Step 5: Retrieve Results

The frontend polls for completion and retrieves results:

GET /api/v1/job/status/{job_id}         # Poll until finished
GET /api/v1/run/{run_id} # Get run details with metrics
GET /api/v1/run/plot/{run_id}/history # Get optimization plots (if applicable)

The frontend displays the metrics and any optimization visualizations to the user.


Creating a Plot for a Dataset

This example shows how a user creates a scatter plot exploration for a dataset.

Step 1: Select an Explorer

The frontend fetches available explorers from the registry:

GET /api/v1/component/?select_types=["Explorer"]

The response includes component schemas, so the frontend can render configuration forms dynamically. The user selects ScatterPlotExplorer.
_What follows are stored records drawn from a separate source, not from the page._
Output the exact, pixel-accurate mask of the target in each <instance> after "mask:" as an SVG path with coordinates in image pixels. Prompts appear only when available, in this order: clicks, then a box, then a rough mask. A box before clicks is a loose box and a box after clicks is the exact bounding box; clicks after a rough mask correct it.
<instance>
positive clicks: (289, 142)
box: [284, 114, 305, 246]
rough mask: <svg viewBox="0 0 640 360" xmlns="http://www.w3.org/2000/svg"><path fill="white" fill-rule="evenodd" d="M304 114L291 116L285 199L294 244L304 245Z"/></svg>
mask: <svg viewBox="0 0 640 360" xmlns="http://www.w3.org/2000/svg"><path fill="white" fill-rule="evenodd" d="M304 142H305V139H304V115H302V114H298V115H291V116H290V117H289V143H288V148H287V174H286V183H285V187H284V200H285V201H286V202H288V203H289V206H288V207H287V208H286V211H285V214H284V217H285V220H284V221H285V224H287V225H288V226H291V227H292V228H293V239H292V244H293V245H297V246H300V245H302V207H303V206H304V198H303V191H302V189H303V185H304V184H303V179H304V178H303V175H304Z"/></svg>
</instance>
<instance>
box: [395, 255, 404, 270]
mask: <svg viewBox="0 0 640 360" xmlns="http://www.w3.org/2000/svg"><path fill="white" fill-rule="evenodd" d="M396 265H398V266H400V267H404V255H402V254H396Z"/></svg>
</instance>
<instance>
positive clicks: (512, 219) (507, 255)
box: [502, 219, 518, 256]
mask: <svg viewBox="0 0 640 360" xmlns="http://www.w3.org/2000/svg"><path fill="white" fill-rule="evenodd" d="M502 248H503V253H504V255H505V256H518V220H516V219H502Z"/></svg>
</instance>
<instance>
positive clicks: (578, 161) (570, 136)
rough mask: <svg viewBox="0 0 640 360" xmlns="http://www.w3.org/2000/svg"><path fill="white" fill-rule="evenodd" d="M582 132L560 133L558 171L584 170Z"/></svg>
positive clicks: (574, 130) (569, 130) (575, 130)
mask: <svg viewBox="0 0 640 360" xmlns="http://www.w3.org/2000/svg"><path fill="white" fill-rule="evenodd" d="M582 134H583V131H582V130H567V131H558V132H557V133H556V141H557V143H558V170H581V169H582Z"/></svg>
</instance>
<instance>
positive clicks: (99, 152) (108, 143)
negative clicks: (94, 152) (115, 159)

Step 2: Configure and Launch the Exploration

The user selects columns and sets parameters (e.g., color mapping). The frontend validates the explorer's parameters:

POST /api/v1/explorer/validate
{
"exploration_type": "ScatterPlotExplorer",
"columns": ["sepal_length", "sepal_width"],
"parameters": { "color": "species" }
}

After validation, the frontend creates the explorer and enqueues the job:

POST /api/v1/explorer/
{
"notebook_id": 1,
"exploration_type": "ScatterPlotExplorer",
"columns": ["sepal_length", "sepal_width"],
"parameters": { "color": "species" }
}

This creates an Explorer record in the database and enqueues an ExplorerJob.

Step 3: Background Execution

The Huey consumer picks up the ExplorerJob and calls job.run():

  1. Load the Explorer record and the associated dataset.
  2. Instantiate the ScatterPlotExplorer component.
  3. Call explorer.launch_exploration(dataset, explorer_info), which generates the visualization.
  4. Call explorer.save_notebook() to persist the exploration as a notebook.
  5. Call explorer.get_results() to extract the renderable output.
  6. Save results to disk and update the Explorer status to FINISHED.

Step 4: Display Results

The frontend retrieves the exploration results:

GET /api/v1/explorer/{explorer_id}/results

The response contains the plot data (typically a Plotly JSON specification), which the frontend renders as an interactive visualization.